Subject: Re: P.S. on banshees

>Correction: I just altered the search command on Nexis and came up with
>two additional cites (besides the Pell-Safire one), one from the Orlando
>Sentinel in 1991 (quoting an environmental sculptor) and one from the
>Chicago Tribune in 1990 (quoting the village manager of Bolingbrook, Ill.).
>It's possible, of course, that these four instances are all isolated ones,
>with each speaker performing his (they're all male) own reanalysis of "Xing
>like banshees", but it's also conceivable that the expression has in fact
>shifted in langue rather than parole for some variety of English. Any
>guesses?

IMHO, The transfer of 'banshee' from one kind of "frenzy-verb" to another
is a normal linguistic process that doesn't have to be "learned" from
someone else and doesn't have to be dialectal (regional, social, ...).
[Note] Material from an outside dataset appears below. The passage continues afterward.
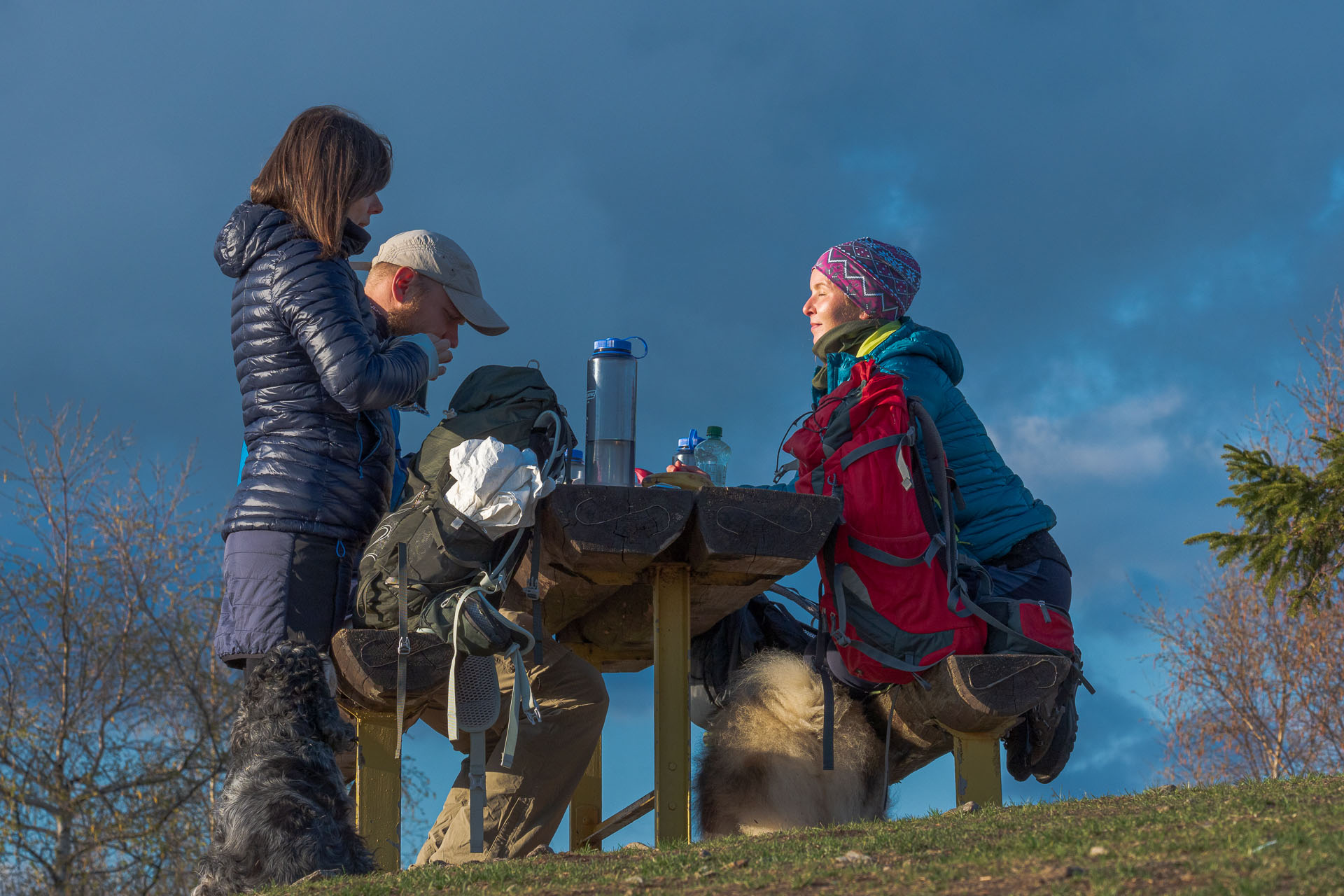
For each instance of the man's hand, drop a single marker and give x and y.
(440, 352)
I'm
sure I've heard "working like a banshee" and have a picture of a carpenter,
hoe-hand, cotton-picker, or some other physical laborer working so fast
that his/her movememnts appear to be frantic. "Screaming like a banshee"
is accompanied ny ph/frenetic or frantic movement as well. I think I might
even use "banshee" with a variety of verbs to evoke such an image -- maybe
because of the Celtic (mostly Welsh) blood that roils along with the
Teutonic plasma in my arteries and veins.